What is the North Star or Pole star
whenever you are in the night and looking at the sky, suddenly you see most brighten and biggest star among them then you think that maybe its pole star, which is the biggest star because most people arbitrarily figure that the most important star in the sky should also be the brightest, but in truth, the North Star, which goes by the name of Polaris which is come from greek language and dhruva or dhruv tara in Sanskrit and other Indian languages. this star of only medium brightness. In terms of overall rank there are quite a few stars brighter than Polaris. In fact, Polaris doesn't even crack the top 40; it's number 45 on the list of brightest stars.
What is the North Star or Polestar
The reason Polaris is so important is because the axis of Earth is pointed almost directly at it. During the course of the night, Polaris does not rise or set, but remains in very nearly the same spot above the northern horizon year-round while the other stars circle around it.
So at any hour of the night, at any time of the year in the Northern Hemisphere, you can readily find Polaris and it is always found in a due northerly direction. If you were at the North Pole, the North Star would be directly overhead.
How to find the Pole Star and its location and distance
Polaris is located in the constellation of Ursa Minor, the Little Bear. It sometimes also goes by the name "Stella Polaris." The seven stars from which we derive a bear are also known as the Little Dipper. Polaris, the North Star, lies at the end of the handle of the Little Dipper, whose stars are rather faint. Its four faintest stars can be blotted out with very little moonlight or street lighting.
The best way to find your way to Polaris is to use the so-called "Pointer" stars in the bowl of the Big Dipper, Dubhe and Merak. Just draw a line between these two stars and extend it out about 5 times, and you eventually will arrive in the vicinity of Polaris.
Polaris is located at a distance of 434 light-years from Earth and has luminosity nearly 4,000 times that of our sun. Polaris shines at 2nd magnitude. On this astronomers' scale, smaller numbers represent brighter objects, with the brightest stars and planets in the night sky at around magnitude zero or even negative magnitudes.
The North Star it is a "pulsing" star, a Cepheid variable, which appears to vary in brightness ever so slightly – only one tenth of a magnitude – over a time frame of just under four days.
If you have a small telescope and train it on Polaris, you just might notice a tiny companion star (called Polaris B) shining at 9th magnitude with a pale bluish tint. This companion was first sighted by Sir William Herschel in 1780 (just a year later, Herschel would discover the planet Uranus). Astronomers believe that the two stars – A and B – are separated by about 2,400 astronomical units – one astronomical unit (a.u.) being the average distance of the sun to the Earth. The orbital period of the two stars may number in the many thousands of years.
How Pole star effect the Earth
The Earth spins on its "axis".
This axis is
an imaginary line running through the Earth. If you were to be high above the
Earth, looking straight down along the axis, all the points on Earth would
appear to move in circles around the axis. If you followed this axis out into
space from the northern hemisphere on Earth, it would point toward a particular
star in the sky. We call that star the "North Star" since it sits in
the direction that the spin axis from the northern hemisphere of Earth points.

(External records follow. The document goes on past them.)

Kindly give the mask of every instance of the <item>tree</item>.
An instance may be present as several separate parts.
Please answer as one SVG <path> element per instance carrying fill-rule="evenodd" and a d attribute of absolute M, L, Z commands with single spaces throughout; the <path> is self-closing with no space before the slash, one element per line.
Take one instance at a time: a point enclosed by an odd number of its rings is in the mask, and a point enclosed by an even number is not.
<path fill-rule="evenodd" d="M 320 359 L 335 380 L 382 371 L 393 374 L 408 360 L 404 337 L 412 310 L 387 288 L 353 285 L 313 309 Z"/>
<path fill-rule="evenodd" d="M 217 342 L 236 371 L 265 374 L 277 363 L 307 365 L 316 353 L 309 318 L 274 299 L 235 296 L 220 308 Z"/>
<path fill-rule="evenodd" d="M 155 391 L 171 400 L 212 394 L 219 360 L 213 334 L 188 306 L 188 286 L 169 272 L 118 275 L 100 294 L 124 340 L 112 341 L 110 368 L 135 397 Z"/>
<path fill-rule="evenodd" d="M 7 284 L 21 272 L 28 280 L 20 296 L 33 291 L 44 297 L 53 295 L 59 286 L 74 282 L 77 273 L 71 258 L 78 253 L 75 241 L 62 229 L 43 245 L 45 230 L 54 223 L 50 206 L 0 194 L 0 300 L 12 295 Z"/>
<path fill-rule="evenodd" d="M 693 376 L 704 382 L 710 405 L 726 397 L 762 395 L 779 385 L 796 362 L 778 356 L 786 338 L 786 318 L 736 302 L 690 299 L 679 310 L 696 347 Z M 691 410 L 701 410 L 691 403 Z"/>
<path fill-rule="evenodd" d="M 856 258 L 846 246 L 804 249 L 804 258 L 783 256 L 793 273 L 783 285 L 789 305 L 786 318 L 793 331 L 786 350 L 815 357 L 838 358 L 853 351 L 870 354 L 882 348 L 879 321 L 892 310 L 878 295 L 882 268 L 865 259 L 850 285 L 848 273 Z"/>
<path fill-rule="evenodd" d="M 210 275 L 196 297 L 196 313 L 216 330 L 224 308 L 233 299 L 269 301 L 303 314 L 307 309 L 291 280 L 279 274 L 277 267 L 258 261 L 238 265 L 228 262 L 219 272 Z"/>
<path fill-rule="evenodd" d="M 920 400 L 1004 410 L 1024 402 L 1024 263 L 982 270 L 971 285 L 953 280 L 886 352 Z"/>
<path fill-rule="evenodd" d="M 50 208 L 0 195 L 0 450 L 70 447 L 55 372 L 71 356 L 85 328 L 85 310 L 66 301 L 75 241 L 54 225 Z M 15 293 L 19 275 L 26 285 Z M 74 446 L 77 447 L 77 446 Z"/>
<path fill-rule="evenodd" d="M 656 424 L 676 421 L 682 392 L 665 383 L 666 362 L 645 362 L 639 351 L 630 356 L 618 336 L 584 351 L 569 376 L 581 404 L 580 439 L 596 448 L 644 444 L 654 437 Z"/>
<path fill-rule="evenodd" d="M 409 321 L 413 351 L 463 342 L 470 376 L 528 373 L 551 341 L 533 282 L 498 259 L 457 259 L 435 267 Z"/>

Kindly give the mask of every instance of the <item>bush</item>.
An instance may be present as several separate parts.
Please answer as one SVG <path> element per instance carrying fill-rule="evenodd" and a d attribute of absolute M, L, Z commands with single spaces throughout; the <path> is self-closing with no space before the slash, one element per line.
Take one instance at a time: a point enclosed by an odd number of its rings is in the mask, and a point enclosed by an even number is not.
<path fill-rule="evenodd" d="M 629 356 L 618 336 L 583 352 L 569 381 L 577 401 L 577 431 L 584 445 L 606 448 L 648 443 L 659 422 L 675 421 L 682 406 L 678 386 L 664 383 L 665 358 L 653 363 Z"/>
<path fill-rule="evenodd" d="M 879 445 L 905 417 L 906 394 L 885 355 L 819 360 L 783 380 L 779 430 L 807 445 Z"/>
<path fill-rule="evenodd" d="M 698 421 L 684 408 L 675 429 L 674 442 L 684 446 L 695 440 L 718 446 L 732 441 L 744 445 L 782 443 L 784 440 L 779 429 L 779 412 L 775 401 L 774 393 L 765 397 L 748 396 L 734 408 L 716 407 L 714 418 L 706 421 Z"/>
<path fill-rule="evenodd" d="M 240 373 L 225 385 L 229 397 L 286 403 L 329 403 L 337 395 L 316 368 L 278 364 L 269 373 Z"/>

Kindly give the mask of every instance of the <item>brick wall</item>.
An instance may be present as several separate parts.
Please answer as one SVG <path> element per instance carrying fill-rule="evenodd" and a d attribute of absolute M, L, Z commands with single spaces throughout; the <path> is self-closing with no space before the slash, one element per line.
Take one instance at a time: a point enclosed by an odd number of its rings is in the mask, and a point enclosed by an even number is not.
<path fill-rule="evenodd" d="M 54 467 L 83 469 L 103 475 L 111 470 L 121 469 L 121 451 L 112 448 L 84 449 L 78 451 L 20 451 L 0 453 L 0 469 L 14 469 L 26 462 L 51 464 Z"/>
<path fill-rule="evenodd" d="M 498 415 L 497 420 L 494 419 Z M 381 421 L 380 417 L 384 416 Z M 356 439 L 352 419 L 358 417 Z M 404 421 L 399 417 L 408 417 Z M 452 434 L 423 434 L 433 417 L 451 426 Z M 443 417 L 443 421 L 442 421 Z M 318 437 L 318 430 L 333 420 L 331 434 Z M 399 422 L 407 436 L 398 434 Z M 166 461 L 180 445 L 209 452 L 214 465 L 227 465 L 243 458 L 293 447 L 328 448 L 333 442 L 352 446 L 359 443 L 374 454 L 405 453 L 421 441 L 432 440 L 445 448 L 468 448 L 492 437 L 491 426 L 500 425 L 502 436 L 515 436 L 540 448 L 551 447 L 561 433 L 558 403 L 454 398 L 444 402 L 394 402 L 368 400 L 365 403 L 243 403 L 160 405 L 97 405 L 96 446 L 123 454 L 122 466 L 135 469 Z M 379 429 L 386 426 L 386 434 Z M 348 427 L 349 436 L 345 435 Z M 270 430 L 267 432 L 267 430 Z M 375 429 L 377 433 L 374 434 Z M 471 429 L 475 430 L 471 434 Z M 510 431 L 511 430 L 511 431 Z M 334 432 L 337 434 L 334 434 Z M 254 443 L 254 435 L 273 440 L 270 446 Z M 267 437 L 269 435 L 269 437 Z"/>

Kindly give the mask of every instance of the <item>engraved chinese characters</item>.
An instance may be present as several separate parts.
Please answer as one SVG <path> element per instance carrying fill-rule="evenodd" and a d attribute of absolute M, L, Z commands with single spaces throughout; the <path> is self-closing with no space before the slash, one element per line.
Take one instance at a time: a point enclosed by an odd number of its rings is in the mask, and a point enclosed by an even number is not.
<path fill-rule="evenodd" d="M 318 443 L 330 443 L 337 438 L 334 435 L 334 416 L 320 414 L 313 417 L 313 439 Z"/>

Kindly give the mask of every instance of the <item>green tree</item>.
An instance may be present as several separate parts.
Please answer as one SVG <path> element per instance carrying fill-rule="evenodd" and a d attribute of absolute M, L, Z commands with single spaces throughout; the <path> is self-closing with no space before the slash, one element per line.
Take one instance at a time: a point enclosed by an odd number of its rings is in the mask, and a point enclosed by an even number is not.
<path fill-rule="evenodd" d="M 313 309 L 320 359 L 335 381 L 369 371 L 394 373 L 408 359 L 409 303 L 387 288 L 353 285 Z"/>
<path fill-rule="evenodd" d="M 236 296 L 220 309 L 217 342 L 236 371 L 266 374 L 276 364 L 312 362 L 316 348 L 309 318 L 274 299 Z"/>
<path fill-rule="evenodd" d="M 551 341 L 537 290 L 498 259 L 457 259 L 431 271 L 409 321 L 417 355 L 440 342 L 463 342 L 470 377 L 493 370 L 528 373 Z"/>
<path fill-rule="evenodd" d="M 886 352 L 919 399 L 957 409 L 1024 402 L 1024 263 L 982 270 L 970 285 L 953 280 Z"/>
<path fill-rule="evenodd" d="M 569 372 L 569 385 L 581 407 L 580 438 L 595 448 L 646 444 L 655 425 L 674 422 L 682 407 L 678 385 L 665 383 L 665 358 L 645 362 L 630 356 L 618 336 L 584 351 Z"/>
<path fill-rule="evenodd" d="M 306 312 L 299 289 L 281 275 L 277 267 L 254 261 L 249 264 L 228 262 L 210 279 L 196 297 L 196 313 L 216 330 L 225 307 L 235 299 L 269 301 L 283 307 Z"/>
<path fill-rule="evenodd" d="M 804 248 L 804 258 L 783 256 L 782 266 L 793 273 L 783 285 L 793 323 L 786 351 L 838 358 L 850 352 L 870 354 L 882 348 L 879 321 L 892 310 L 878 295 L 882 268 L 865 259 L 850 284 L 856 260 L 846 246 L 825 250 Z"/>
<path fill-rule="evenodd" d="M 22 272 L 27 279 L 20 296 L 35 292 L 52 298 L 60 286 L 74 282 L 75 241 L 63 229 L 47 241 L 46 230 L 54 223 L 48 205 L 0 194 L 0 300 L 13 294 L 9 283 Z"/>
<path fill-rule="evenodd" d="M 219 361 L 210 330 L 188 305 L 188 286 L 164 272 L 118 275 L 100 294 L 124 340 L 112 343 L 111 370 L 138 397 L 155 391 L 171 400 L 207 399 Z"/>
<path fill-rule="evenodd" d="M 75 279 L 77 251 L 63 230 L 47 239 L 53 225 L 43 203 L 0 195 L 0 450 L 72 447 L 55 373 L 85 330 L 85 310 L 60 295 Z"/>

At present, the star known as Polaris is the North
Star. However, Polaris has not always been the North Star and will not always
be the North Star. To understand that, we need to look at how the Earth spins
on its axis.
The spin axis of the Earth undergoes a motion
called precession. If you have ever watched a spinning top, you know that its
spin axis tends to stay pointed in the same direction. However, if you give it
a slight nudge, the axis will start to change its direction, and its motion
traces out a cone. This changing of direction of the spin axis is called
precession. So what gave the Earth the "nudge" it needed to start
precessing? The Earth bulges out
at its equator, and the gravitational attraction
of the Moon and Sun on the bulge provided the "nudge" which made the
Earth precess. It was the ancient Greek astronomer and
mathematician Hipparchus who first estimated the precession of the Earth's axis
around 130 B.C. The period of precession is about 26,000 years. In other words,
it takes 26,000 years for the axis to trace out the cone one complete time.